Welcome to my new column. I have some thoughts to share with you. Surprise, surprise.
I was sitting at home with my dear friend Vodka the other night, and I began to think about a wide variety of things. I started thinking about dating, which led me to think about attraction, then to orientations, preferences, then on to gender expressions, hairstyles, the GOP, American capitalism, Gertrude Stein’s “Tender Buttons,” then finally to deep, romantic love. (I also probably thought about homework and future life choices in there somewhere, too, or least, I know I was supposed to.)
Somewhere in my thoughts about lust, trust and pixie dust, I started evaluating what I know about love. My final conclusion is that love is tricky, and I have no idea how it works. Please send help.
In the grand scheme of things, I believe connection is something we’re all striving for. Whether that be with an intimate partner of our choosing or with ourselves, it can be assumed we’re all searching for feelings of validation, affirmation and ultimately whole-ness. We’re told that there are certain societal scripts that must be followed in order for this to happen, but I’m here to remind you that they are merely guidelines. If I’ve said it once, I’ll say it again: ABC Family has lied to us. Love isn’t always hand-holding in the snow while Norah Jones sings softly in the distance. Love isn’t always passionate, stomach-turning kisses during the “big game” right as the rain falls down and wake my dreams. Love isn’t always fun, or easy, or wise. But it can be.
What I had yet to recognize is that these feelings are readily at my finger tips, completely under my control, waiting for me to take the plunge and foster them with that special someone. What freaks me out the most is that potentially I could meet “the one” during my time at this wonderful institute of higher learning. That lucky fool.
The more thought I put into this, the more I want to address with all of you my concern, because, is anyone else freaking out? I’m talking about forever here. Not-joking forever, like when you would get matching BFF necklaces from Claire’s with a girl you went to summer camp with. I mean forever forever. I’m talking joint bank account, un-ironic vacations in Florida, children’s birthday parties, seeing John Mayer live, gentrification in Oakland kind of love. We’re just supposed to find someone we can tolerate for the rest of our days, praying that they like a different kind of cereal than you so you don’t have to share or awkwardly buy two boxes of cinnamon toasties. That’s what I have to look forward to? I used to say count a sister out, but begrudgingly I am overrun with desires of holiday plans in the bay area, spontaneous road trip playlists that perfectly capture our feelings for one another, poetry scribbled on napkins in truck stops and a strange affinity for cuddling even when it’s hot outside.

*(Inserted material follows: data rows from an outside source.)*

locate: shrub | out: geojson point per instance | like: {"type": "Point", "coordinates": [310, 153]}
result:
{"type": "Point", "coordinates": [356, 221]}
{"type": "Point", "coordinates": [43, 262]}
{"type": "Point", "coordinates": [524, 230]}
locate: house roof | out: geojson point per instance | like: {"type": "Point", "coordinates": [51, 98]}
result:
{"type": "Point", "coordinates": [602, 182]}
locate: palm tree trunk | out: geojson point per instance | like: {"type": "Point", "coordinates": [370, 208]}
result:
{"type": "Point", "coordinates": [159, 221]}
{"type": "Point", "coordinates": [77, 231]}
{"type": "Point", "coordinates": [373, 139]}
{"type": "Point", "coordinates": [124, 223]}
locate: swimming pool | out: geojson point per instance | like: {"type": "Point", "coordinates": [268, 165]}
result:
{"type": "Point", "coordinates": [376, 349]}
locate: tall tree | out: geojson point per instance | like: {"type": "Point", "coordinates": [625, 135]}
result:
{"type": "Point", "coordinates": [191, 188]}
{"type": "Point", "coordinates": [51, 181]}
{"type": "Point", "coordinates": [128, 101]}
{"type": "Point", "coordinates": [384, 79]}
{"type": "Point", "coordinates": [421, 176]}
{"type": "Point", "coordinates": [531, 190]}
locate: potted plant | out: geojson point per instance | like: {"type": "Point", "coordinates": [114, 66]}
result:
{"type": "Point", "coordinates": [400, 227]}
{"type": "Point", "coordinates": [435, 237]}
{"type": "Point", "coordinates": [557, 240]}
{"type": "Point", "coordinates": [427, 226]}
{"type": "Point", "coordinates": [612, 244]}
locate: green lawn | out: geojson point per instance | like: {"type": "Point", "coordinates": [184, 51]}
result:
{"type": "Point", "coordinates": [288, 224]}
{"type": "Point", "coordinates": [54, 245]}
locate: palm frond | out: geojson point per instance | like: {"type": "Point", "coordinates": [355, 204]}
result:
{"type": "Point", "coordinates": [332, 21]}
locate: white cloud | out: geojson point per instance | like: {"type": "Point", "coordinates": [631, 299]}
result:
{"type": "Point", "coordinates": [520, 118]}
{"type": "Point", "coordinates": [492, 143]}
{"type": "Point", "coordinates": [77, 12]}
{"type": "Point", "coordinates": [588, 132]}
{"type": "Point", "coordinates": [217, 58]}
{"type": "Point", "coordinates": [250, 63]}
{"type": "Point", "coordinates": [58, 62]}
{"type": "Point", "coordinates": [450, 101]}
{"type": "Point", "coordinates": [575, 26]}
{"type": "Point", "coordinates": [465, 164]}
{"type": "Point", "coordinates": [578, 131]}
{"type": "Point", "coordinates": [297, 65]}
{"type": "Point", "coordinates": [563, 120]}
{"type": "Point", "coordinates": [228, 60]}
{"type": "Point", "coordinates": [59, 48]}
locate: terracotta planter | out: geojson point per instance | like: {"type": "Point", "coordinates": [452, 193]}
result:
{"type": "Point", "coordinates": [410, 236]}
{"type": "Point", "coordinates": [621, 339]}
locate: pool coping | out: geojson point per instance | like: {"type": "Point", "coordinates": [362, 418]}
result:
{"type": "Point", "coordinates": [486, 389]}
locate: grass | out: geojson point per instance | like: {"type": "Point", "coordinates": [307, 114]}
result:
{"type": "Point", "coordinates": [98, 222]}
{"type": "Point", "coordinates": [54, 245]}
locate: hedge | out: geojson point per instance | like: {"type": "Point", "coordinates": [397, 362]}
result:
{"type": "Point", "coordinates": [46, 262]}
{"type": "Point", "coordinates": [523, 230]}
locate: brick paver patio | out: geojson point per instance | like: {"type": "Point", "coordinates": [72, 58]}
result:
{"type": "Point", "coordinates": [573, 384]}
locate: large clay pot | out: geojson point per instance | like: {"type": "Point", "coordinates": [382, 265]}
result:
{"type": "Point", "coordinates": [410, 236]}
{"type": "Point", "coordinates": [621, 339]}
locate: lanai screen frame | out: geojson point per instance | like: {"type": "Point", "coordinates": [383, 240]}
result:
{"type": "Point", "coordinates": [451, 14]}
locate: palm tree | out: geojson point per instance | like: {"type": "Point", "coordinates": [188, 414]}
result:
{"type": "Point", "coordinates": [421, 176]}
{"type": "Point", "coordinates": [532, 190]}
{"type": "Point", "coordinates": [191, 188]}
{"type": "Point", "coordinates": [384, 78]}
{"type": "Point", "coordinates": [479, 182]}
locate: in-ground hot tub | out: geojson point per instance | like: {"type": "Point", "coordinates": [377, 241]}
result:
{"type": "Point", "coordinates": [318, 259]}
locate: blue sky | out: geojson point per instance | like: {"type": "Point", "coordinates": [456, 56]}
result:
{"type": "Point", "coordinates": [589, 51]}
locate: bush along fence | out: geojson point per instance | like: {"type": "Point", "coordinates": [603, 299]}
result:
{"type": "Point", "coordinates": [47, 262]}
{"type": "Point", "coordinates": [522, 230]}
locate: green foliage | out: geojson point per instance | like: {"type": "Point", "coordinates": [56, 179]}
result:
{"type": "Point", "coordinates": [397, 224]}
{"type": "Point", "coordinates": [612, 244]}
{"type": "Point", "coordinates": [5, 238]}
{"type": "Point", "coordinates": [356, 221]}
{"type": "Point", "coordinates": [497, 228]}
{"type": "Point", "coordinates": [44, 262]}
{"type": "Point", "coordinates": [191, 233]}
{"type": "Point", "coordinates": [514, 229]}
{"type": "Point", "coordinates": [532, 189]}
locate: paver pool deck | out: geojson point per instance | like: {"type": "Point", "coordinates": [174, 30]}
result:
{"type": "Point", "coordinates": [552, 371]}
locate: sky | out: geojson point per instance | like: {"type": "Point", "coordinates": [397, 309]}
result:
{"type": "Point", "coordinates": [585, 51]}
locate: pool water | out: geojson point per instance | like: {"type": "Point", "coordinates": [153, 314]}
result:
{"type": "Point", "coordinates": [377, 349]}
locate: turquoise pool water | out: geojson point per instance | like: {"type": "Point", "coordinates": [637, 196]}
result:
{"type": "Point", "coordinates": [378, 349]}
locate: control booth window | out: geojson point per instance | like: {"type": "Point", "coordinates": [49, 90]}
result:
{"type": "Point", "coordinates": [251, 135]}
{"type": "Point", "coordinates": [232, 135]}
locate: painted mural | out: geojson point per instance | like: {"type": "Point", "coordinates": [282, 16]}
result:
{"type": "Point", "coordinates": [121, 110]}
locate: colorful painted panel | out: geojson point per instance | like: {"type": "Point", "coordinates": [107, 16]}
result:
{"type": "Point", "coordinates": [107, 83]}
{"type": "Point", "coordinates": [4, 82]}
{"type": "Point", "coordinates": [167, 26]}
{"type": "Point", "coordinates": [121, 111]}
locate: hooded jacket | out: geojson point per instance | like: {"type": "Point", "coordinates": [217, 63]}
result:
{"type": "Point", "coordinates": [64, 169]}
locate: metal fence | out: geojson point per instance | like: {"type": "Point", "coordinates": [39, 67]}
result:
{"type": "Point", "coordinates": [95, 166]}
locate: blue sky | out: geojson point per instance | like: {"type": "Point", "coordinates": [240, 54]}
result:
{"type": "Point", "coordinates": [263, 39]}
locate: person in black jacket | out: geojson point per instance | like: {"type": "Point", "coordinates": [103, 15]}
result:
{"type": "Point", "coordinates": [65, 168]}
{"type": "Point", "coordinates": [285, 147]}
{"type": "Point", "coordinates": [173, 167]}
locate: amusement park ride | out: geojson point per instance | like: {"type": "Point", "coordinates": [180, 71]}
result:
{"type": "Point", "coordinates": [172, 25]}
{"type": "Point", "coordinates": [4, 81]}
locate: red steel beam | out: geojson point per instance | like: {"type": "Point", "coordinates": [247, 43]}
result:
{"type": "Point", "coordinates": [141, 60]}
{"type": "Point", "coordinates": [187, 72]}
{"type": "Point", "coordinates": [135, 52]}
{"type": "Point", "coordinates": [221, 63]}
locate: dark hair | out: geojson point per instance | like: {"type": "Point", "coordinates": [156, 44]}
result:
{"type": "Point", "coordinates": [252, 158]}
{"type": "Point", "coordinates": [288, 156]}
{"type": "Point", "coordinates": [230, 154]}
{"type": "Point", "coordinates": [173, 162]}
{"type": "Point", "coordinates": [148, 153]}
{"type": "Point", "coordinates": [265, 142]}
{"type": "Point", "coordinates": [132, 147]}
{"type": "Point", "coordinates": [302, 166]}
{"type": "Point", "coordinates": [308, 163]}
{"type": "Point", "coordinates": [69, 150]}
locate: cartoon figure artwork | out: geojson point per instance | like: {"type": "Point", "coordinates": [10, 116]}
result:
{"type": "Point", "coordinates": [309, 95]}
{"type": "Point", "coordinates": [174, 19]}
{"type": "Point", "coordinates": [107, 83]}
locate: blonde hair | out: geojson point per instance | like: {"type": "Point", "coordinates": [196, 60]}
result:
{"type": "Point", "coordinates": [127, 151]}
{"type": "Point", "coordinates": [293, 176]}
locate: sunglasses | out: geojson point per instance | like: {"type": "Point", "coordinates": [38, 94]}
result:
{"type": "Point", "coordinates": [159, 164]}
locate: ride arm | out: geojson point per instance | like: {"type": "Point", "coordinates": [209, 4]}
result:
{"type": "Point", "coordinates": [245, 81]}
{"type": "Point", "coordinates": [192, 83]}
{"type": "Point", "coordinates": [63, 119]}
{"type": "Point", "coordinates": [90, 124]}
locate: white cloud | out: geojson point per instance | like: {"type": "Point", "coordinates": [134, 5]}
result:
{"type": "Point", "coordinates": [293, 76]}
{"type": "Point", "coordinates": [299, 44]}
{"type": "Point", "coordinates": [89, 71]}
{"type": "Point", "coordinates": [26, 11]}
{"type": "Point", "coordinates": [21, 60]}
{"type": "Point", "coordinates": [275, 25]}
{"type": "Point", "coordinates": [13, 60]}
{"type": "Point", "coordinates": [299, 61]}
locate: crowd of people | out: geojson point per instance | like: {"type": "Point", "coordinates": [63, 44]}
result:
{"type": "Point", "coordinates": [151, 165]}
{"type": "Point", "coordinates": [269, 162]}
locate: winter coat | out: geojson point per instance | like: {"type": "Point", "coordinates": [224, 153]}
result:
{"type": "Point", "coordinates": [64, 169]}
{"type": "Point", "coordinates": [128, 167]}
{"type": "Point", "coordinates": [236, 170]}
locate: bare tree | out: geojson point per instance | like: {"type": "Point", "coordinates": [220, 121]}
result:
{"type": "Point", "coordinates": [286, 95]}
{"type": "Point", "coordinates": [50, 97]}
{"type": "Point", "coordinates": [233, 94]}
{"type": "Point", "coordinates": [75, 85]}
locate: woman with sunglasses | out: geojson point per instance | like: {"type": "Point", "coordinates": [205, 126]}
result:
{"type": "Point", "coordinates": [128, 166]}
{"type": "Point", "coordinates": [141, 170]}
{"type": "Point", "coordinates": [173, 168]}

It’s gross, and I need help.
The mockery of love, otherwise known as any book Stephanie Meyers has ever written, is something I have made a habit of contributing to for many years now. However, recently I have been thinking a lot about the idea of love and it turns out that I’m a romantic. A twisted, sarcastic, southern romantic, but I can’t deny these feelings anymore. This is real, this is me, I’m exactly where I’m supposed to be. Suddenly every love song makes me smile, and I could feel my heart growing three sizes that day. I meet new people and they begin to fall into a new category once foreign to me: “possible.”
My advice for anyone attempting to be someone’s someone is to jump in, feet first, without any hesitation. Life is scary and then you die. We have to live our lives while we’re in them. We simply don’t have enough time on this earth to spend not living authentically and loving wholeheartedly.
My favorite author, Paulo Coelho, once said, “One day you’ll wake up and there won’t be any more time to do the things you’ve always wanted. Do it now.” I think about this a lot, especially now that the possibility of love is on my radar.
I think it’s important to point out that no one love story looks the same. They are all different and genuine and worthy. Just because you don’t kiss under mistletoe or send messages in a bottle doesn’t mean your love is any less special. It also doesn’t mean it can’t be what you always imagined. You have to be vulnerable and willing to advocate for what you want in your relationships.
Though this is a new idea for me, I must say it’s really exciting. Granted, I am most likely going to get my heart broken fairly soon, and it’s going to hurt like hell. But good news, everyone, tragedy is comedy’s annoying little sister, so you’ll all benefit from my imminent doom. Until then, I am hopeful. I am eager. I am single.